Only to a certain point does the process seem controlled and systematic; each artwork appears to have its internal structure, a compositional battle plan. Outlined basic shapes in oilstick can, in negotiation with the brushstrokes, just as easily be displaced and disappear as confirmed. The lines slide above and below. Some paintings are treated as sketches, where the shapes almost mutate. They stretch out and repeat themselves. Star shapes and jagged lines form energy fields, but the lustre that surrounds them is often dirty – some parts have undergone a rough treatment and become ugly and stubborn. Several of the paintings contain something explosive and wild that threatens constructivist principles and disrupts forms in ornamental elements. Small slits stand out from the purely nonfigurative and give ambivalent form to something vaguely recognizable, objects, architecture and plants in a painterly world. A white flower in a vase thus acts as the idea flower multiplied into a shape generator that has run wild.

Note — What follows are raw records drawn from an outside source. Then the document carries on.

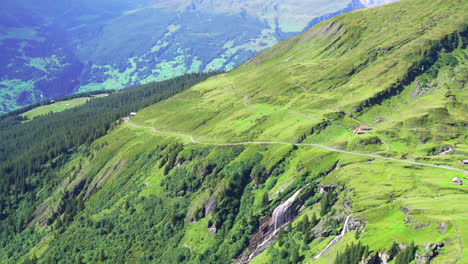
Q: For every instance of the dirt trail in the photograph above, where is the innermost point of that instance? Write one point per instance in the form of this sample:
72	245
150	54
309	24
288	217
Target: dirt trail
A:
299	144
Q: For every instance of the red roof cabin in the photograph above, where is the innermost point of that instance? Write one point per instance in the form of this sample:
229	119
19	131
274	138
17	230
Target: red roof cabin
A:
361	129
457	181
365	127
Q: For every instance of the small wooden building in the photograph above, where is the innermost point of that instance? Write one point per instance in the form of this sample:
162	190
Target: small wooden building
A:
457	181
365	127
361	129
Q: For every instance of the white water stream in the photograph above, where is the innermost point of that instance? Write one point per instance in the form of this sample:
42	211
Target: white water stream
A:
343	232
280	217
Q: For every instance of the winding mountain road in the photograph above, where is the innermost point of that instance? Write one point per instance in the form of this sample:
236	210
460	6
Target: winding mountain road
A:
298	144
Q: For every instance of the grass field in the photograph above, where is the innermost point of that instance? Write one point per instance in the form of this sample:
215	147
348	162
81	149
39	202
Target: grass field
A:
148	189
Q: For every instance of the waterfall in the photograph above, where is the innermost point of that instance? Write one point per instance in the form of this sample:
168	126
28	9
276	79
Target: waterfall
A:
280	217
331	243
282	213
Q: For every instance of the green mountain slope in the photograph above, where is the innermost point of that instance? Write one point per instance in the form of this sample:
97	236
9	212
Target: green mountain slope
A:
261	165
58	48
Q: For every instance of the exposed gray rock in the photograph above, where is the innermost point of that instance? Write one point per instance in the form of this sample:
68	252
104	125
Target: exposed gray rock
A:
210	204
432	250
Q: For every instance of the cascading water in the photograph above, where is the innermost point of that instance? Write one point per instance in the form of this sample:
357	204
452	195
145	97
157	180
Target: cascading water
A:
280	217
282	213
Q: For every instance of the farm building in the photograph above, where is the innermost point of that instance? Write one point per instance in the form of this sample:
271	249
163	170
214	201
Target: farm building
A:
457	181
365	127
358	131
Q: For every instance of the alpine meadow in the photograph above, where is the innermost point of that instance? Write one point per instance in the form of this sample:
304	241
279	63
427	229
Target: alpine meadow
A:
347	144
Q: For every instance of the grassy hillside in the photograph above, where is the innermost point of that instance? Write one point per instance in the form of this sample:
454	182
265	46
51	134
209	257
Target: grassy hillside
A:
200	177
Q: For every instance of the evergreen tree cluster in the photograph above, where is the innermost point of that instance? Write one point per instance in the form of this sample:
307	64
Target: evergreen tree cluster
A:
31	152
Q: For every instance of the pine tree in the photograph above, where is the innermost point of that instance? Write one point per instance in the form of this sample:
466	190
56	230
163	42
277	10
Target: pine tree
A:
265	199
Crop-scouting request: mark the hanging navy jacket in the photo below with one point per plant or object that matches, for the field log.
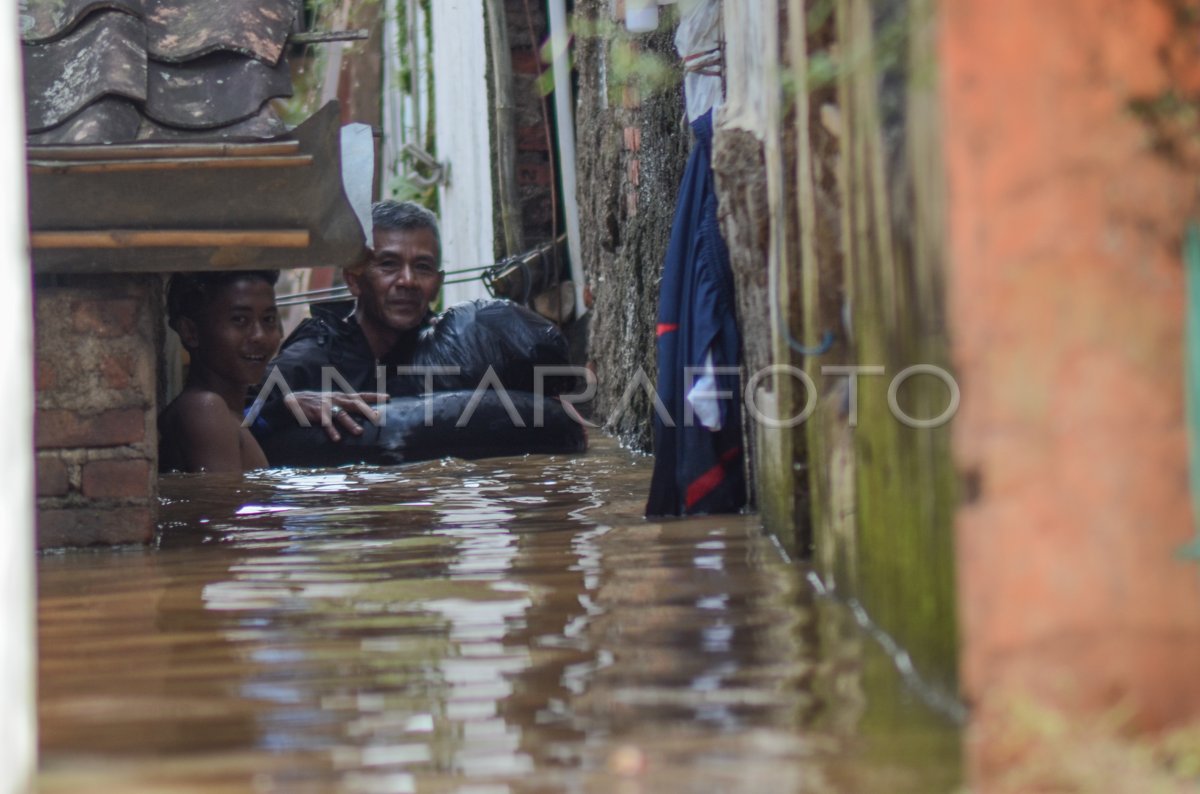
(696, 469)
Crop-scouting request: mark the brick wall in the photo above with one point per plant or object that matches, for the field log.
(96, 347)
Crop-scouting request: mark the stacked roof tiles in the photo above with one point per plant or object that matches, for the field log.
(119, 71)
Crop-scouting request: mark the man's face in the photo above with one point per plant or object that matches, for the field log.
(237, 334)
(400, 282)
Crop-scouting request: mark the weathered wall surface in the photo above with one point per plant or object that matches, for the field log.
(96, 346)
(1066, 304)
(840, 245)
(905, 482)
(633, 149)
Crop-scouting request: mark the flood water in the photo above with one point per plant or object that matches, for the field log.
(505, 625)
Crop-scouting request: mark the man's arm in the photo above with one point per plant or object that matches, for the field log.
(299, 366)
(209, 434)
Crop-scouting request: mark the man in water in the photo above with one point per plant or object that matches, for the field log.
(229, 326)
(394, 289)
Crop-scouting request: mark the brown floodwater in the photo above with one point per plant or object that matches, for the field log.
(505, 625)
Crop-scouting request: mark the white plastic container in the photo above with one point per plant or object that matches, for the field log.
(641, 16)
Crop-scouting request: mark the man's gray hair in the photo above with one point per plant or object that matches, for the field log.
(406, 216)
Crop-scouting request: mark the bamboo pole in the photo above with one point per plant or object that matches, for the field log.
(505, 125)
(171, 239)
(18, 603)
(156, 164)
(148, 151)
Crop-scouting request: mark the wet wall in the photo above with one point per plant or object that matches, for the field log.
(1066, 304)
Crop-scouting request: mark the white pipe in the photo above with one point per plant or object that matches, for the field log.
(18, 671)
(564, 122)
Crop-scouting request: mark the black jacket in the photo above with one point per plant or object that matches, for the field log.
(329, 341)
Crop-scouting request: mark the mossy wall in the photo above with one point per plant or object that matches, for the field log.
(633, 149)
(883, 493)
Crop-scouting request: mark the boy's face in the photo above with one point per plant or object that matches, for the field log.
(402, 278)
(237, 334)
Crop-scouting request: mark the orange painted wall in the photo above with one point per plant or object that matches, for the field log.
(1066, 304)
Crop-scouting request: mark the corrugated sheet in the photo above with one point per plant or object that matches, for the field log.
(183, 67)
(180, 30)
(106, 55)
(46, 19)
(213, 91)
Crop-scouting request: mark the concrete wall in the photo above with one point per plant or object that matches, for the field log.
(96, 346)
(461, 108)
(1066, 296)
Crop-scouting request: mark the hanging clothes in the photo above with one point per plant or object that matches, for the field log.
(697, 464)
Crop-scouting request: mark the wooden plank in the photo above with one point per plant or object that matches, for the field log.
(322, 36)
(150, 151)
(184, 163)
(171, 239)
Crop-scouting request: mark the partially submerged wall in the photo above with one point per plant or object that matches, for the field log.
(1067, 306)
(843, 247)
(96, 347)
(633, 148)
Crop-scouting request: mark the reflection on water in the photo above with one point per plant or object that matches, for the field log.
(505, 625)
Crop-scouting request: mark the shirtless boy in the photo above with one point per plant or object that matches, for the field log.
(231, 329)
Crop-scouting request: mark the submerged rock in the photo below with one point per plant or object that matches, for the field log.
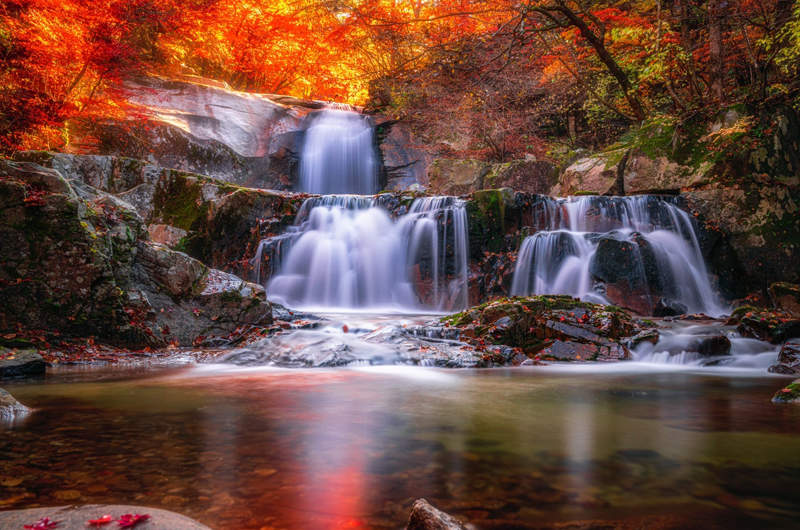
(21, 363)
(788, 394)
(10, 408)
(426, 517)
(668, 308)
(788, 360)
(75, 517)
(78, 262)
(786, 297)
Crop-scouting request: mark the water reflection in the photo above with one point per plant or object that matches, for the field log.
(354, 448)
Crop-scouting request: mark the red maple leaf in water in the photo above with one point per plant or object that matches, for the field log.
(42, 524)
(129, 521)
(103, 520)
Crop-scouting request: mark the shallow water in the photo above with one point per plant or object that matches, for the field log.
(624, 446)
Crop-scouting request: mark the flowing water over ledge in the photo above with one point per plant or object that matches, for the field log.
(626, 446)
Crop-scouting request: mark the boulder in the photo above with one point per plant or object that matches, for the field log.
(77, 261)
(788, 394)
(456, 177)
(761, 225)
(75, 517)
(620, 265)
(10, 408)
(530, 176)
(166, 235)
(426, 517)
(601, 174)
(21, 363)
(405, 159)
(771, 326)
(645, 175)
(786, 297)
(669, 308)
(788, 360)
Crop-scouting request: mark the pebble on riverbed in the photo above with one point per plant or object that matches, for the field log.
(10, 408)
(789, 394)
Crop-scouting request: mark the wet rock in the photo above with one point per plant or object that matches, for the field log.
(788, 394)
(788, 360)
(456, 177)
(529, 176)
(426, 517)
(669, 308)
(75, 517)
(21, 363)
(10, 407)
(786, 297)
(775, 327)
(535, 323)
(645, 175)
(166, 235)
(710, 346)
(601, 174)
(405, 159)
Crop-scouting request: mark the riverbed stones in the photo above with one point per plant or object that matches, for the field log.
(559, 327)
(21, 363)
(789, 394)
(788, 360)
(426, 517)
(75, 517)
(786, 297)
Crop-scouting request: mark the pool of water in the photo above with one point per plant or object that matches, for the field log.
(623, 446)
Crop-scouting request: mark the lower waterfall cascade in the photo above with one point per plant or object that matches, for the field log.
(651, 241)
(346, 253)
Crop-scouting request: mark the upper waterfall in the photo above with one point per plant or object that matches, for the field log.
(338, 155)
(644, 247)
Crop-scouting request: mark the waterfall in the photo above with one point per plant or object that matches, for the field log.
(338, 155)
(641, 248)
(346, 253)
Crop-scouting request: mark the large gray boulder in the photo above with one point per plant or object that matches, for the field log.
(76, 517)
(10, 408)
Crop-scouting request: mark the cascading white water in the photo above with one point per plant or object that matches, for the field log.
(346, 253)
(338, 155)
(655, 239)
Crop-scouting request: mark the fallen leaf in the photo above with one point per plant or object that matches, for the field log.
(42, 524)
(129, 521)
(103, 520)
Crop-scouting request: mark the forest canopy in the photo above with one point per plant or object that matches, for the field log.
(511, 75)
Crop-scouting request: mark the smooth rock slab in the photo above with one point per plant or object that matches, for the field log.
(76, 517)
(22, 363)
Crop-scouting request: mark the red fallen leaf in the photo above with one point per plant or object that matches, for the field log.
(42, 524)
(103, 520)
(129, 521)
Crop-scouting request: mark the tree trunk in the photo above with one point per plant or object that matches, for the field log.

Sørfjordmo describes his paintings as “walk-ons” in his own world, in a kind of stage room. They are rigged with straight lines replaced by ruins. Portals and barriers perform side by side. As the artist sees it, the construction and dynamics of each painting revolve around two protagonists in interaction and potential battle - one bends to the other, showing something off. Pro and contra. There is an approach to debris and glitter, gold paint has lost its splendour and it oozes oil paint and turpentine. The play is scenic without posing, and occasionally takes place on rough canvas that works both against and with the strokes. Sørfjordmo insists on his chosen material: the surface, the brush strokes, the baselines and the colour deposits.

The title of the exhibition is the Latin word for meteorology, and several of the paintings have been given titles according to various weather and sky phenomena. Meteorologica is also the name of Aristotle's book on weather phenomena. Aristotle is said to have defined meteorology as "everything that happens naturally, but less regularly than the primary element of material things, and it takes place in the area bordering the motion of the stars." The meteorology as an intended backdrop opens up some formal possibilities for Sørfjordmo. The instability of the weather can serve as a model for a picturesque character in change. Underlying currents ravage the air masses and lightning multiplies entire surfaces. The correspondence to Sørfjordmo's paintings is not emphatic - cloudy rather than illuminated.